Entgegen der Ansicht des Antragsgegners ist es vorliegend auch zur Vermeidung einer besonderen Härte erforderlich, den Antragstellerinnen Aufenthaltserlaubnisse nach § 104 a Abs. 1 und Abs. 3 Satz 2 AufenthG zu erteilen. Es spricht Überwiegendes dafür, dass das in der Norm vorgesehene Ermessen eröffnet und zu Gunsten der Antragstellerinnen auf die Erteilung der Erlaubnisse reduziert ist. Es liegt eine besondere Härte vor, weil eine Beendigung ihres Aufenthaltes die Antragstellerinnen wesentlich schwerer als andere Ausländer treffen würde, die sich bereits lange in Deutschland aufgehalten haben. Grund hierfür ist, dass die Antragstellerinnen in einer gefestigten familiären Gemeinschaft zusammenleben, deren Auflösung der Antragstellerin zu 2 nicht zumutbar ist und die nur im Bundesgebiet gelebt werden kann. Aufgrund der Schutzwirkungen des Art. 6 Abs. 1 GG ist es der Antragstellerin zu 2 nicht zumutbar, ohne ihre Kinder auszureisen. Die Antragstellerinnen zu 3 bis 6 sind aufgrund ihres Alters (siebzehn, zehn, acht und sechs Jahre) auf die Betreuung durch ihre Mutter angewiesen. Die familiäre Gemeinschaft kann - anders als in anderen Fällen - auch nicht im Ausland fortgeführt werden. Denn die Antragstellerinnen zu 3 bis 6 dürften als sog. faktische Inländerinnen i.S. des Art. 8 Abs. 1 EMRK anzusehen sein, die sich auf die Achtung ihres Privat- und Familienlebens berufen können und denen ein Verlassen der Bundesrepublik nicht mehr zumutbar ist. Eine den Schutz des Privatlebens nach Art. 8 Abs. 1 EMRK auslösende Verbindung mit der Bundesrepublik als Aufenthaltsstaat kommt insbesondere für Ausländer in Betracht, die auf Grund eines Hineinwachsens in die hiesigen Verhältnisse mit gleichzeitiger Entfremdung von ihrem Heimatland so eng mit der Bundesrepublik Deutschland verbunden sind, dass sie quasi deutschen Staatsangehörigen gleichzustellen sind.

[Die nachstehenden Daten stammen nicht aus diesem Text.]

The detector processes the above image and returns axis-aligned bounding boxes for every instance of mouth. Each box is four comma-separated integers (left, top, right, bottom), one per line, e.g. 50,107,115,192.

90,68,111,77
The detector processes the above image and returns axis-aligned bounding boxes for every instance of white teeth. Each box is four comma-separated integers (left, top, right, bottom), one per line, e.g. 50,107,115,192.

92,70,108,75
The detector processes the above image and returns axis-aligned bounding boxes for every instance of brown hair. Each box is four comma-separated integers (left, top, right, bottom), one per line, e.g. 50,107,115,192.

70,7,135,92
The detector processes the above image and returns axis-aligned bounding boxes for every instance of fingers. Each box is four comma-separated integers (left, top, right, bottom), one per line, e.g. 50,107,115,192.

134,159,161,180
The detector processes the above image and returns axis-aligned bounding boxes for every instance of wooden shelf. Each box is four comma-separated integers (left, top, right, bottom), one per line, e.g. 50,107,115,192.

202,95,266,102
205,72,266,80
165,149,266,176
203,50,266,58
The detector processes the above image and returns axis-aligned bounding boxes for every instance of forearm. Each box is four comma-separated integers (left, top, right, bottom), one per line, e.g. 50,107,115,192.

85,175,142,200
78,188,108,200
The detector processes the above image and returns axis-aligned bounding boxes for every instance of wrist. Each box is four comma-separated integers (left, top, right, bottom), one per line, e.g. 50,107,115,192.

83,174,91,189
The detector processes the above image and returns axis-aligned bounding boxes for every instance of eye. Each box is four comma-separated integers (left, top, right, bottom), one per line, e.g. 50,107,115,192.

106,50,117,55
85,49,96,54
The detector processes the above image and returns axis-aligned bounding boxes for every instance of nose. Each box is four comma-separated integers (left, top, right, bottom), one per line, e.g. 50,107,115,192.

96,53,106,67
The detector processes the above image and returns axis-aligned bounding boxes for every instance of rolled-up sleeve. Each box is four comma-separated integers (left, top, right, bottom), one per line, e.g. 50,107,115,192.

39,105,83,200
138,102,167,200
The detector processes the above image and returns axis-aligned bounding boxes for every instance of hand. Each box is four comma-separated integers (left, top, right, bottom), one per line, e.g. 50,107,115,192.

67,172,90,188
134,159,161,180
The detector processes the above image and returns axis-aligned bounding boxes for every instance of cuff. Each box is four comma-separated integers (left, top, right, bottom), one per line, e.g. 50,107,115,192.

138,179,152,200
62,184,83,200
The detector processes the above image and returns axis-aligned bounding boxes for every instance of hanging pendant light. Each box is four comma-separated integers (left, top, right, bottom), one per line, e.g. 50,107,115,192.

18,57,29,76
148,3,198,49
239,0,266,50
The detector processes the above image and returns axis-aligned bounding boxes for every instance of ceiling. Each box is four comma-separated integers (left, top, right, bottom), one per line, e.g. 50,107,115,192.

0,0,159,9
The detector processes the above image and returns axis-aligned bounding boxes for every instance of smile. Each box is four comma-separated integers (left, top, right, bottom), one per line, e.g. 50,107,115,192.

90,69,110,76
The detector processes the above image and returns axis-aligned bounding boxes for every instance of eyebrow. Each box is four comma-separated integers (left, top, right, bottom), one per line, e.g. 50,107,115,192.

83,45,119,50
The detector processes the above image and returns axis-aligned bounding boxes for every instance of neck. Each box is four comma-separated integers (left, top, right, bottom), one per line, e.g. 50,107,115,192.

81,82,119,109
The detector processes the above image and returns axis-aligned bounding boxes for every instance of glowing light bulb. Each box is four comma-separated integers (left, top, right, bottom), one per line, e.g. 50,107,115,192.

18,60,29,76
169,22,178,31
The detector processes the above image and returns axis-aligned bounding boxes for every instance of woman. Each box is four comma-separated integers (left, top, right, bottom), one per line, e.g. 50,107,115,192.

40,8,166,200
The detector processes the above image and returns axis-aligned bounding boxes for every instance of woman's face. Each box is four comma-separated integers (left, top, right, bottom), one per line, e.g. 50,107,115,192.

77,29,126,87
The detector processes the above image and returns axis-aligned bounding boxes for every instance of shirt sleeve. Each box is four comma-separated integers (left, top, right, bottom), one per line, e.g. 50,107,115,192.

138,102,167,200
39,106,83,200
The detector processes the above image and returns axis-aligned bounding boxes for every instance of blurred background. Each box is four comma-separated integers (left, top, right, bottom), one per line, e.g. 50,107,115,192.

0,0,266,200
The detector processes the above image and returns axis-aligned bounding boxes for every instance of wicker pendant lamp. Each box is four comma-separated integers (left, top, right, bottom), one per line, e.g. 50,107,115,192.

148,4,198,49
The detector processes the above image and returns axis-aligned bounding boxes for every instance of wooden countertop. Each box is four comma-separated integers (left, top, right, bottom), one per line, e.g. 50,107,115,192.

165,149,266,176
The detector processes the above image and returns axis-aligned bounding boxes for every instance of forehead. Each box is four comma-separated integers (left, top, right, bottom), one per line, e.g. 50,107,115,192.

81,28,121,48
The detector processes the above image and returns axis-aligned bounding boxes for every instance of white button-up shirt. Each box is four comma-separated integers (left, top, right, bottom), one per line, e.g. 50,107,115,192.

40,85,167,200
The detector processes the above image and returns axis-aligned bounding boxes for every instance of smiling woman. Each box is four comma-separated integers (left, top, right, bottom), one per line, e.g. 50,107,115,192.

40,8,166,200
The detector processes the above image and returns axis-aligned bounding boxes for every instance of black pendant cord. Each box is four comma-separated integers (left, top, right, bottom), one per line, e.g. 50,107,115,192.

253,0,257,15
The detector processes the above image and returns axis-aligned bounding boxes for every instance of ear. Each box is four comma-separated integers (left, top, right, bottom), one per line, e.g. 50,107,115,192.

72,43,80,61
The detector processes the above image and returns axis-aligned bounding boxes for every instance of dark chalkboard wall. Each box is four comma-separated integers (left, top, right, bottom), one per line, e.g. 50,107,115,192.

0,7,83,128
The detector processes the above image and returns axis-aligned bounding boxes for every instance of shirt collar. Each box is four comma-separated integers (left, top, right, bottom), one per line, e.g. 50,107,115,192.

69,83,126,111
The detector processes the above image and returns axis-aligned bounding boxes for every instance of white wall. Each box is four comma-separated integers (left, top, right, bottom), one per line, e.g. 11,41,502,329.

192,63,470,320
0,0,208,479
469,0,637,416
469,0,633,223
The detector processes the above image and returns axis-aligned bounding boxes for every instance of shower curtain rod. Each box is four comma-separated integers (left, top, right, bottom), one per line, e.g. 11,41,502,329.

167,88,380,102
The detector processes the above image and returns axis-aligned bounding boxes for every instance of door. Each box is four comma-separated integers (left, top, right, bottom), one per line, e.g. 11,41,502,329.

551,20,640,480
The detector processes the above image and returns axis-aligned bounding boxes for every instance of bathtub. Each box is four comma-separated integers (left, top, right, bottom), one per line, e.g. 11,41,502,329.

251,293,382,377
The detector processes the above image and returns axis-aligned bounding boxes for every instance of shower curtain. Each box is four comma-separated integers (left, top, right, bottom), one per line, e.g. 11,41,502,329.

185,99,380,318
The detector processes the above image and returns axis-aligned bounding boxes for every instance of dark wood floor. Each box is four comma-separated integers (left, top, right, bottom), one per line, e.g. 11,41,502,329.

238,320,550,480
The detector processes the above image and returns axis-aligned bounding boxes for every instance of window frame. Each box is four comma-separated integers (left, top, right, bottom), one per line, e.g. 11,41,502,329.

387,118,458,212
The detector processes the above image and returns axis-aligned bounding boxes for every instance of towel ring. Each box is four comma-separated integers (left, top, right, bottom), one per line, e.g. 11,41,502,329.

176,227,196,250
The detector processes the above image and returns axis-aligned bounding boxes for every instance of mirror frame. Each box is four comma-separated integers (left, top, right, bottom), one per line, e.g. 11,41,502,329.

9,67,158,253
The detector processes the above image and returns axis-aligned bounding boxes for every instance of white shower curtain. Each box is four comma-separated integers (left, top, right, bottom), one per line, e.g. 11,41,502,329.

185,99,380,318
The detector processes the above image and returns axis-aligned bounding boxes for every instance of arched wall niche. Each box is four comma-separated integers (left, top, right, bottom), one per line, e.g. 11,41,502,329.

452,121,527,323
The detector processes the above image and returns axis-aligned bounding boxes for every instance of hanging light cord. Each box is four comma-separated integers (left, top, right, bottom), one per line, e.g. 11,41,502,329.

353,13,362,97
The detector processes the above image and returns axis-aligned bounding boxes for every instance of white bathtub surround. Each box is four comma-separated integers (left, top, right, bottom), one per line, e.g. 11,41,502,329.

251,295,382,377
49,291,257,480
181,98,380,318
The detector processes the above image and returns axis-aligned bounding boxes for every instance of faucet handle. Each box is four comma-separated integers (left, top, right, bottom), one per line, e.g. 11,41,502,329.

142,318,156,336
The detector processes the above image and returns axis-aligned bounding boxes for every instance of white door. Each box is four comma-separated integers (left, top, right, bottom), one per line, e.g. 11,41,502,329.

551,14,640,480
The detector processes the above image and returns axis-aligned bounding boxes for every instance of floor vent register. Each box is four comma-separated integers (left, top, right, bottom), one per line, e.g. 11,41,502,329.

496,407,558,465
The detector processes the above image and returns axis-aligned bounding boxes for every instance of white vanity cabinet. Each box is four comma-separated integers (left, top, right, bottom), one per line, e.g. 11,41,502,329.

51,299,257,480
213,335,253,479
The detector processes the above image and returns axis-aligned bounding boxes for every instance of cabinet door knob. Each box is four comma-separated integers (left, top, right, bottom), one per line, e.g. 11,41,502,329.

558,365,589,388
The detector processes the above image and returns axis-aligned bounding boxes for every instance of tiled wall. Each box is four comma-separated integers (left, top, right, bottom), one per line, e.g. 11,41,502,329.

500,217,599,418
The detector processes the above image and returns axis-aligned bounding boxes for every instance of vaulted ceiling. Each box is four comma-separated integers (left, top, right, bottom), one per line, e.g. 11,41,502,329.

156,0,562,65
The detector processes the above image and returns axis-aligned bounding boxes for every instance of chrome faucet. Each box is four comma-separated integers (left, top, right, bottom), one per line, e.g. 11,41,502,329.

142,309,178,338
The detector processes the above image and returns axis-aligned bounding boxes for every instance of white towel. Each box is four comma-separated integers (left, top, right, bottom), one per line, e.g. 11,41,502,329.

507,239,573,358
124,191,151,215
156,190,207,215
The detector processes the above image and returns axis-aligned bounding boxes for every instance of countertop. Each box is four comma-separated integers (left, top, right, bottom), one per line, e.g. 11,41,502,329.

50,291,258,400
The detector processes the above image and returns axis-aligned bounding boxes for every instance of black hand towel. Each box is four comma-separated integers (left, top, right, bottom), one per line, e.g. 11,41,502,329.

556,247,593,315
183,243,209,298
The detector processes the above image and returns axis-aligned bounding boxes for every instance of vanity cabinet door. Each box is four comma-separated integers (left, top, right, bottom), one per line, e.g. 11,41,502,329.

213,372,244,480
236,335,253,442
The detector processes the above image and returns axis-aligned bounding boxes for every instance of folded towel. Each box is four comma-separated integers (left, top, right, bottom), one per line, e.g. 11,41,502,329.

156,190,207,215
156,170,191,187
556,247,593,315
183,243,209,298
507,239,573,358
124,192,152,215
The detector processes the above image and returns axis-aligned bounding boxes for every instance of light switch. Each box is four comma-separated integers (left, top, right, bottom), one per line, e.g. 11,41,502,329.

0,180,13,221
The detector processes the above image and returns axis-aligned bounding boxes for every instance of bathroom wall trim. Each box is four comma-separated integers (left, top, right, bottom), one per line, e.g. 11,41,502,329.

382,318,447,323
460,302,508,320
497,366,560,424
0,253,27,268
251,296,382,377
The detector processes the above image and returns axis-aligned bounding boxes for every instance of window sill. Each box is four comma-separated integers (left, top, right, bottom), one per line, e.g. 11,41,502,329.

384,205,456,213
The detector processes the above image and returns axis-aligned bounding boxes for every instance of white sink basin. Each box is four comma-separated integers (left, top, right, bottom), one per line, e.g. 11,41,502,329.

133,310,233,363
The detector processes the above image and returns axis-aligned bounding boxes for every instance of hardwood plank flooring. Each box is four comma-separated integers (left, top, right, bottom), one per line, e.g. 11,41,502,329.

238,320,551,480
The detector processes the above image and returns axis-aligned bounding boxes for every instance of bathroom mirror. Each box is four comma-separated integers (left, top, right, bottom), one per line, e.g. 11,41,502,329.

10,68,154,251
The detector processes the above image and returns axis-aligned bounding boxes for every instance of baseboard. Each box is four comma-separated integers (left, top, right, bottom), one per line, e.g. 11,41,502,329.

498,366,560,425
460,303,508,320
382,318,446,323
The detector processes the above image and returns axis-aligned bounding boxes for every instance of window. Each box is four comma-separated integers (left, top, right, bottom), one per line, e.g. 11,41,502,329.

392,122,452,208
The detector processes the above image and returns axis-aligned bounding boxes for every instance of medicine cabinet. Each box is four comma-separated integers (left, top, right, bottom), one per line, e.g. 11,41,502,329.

Ihre Situation ist dadurch gekennzeichnet, dass die Bundesrepublik faktisch das Land ist, zu dem sie gehören, während sie mit ihrem Heimatland im Wesentlichen nur noch das formale Band ihrer Staatsangehörigkeit verbindet (vgl. EGMR, Urteil vom 16.6.2005, lnfAuslR 2005, 349, Urteil vom 26.3.1992 , InfAuslR 1994, 86 ff., und Urteil vom 26.9.1997, InfAuslR 1997, 430).

Die Antragstellerinnen zu 3 bis 6 erfüllen bei summarischer Prüfung diese Voraussetzungen. Sie sind hier sozial integriert und kulturell geprägt worden. Sie haben den Großteil ihres bisherigen Lebens bzw. ihr gesamtes Leben in Bundesrepublik verbracht. Den vorgelegten Bescheinigungen nach sprechen auch sie Deutsch. Diese vier Antragstellerinnen haben nur eine formale Verbindung zu Serbien. Sie sind zwar Staatsangehörige dieses Staates, haben aber keine faktische Bindung zu diesem Land. Die Antragstellerinnen zu 3 bis 6 sprechen nicht Serbisch und könnten sich schon deshalb nicht ohne erhebliche Schwierigkeiten in Serbien eingliedern. Die Antragsteller zu 1 und 2 haben nachvollziehbar geschildert, dass sie zu Hause die "Roma-Sprache" (Romani, auch Romanes genannt) mit ihren Kindern sprechen. Ihre Kinder sprechen Romani und daneben Deutsch, verstehen aber kein Serbisch. Dies hat auch die Antragstellerin zu 3 glaubhaft bestätigt. Dass Angehörige der Volksgruppe der Roma in Serbien oftmals die Sprache nicht beherrschen, steht auch im Einklang mit den zur Situation der Roma in Serbien und Montenegro erstellten Berichten (vgl. bspw. den Bericht des UNHCR vom September 2004,www.unhcr.de/uploads/media/463.pdf?PHPSESSID=794d2653d60d4374093d95b625c440). Eine Abschiebung der Antragstellerinnen zu 3 bis 6 nach Serbien käme somit einer Abschiebung in ein für sie fremdes Land gleich, in dem sie sich nicht verständigen könnten und zunächst die Landessprache lernen müssten. Dies stünde dort dem Finden einer Arbeitsstelle oder dem weiteren Schulbesuch bis auf weiteres entgegen.

Dem Antragsteller zu 1 ist schließlich gemäß Art. 6 Abs. 1 GG i.V. mit § 60 a Abs. 2 Satz 1 AufenthG eine Duldung zu erteilen. Seine Abschiebung ist derzeit wegen der bestehenden familiären Lebensgemeinschaft mit den übrigen Antragstellerinnen rechtlich unmöglich. Die Abschiebung des Antragstellers würde sein Recht und das Recht der Antragstellerinnen auf den Schutz des Familienlebens in unverhältnismäßiger Weise verletzen. Die Familie lebt in einem gemeinsamen Haushalt zusammen. Der Antragsteller betreut die drei kleineren Kinder, bringt sie bspw. zur Schule, holt sie ab und hilft ihnen bei den Hausaufgaben.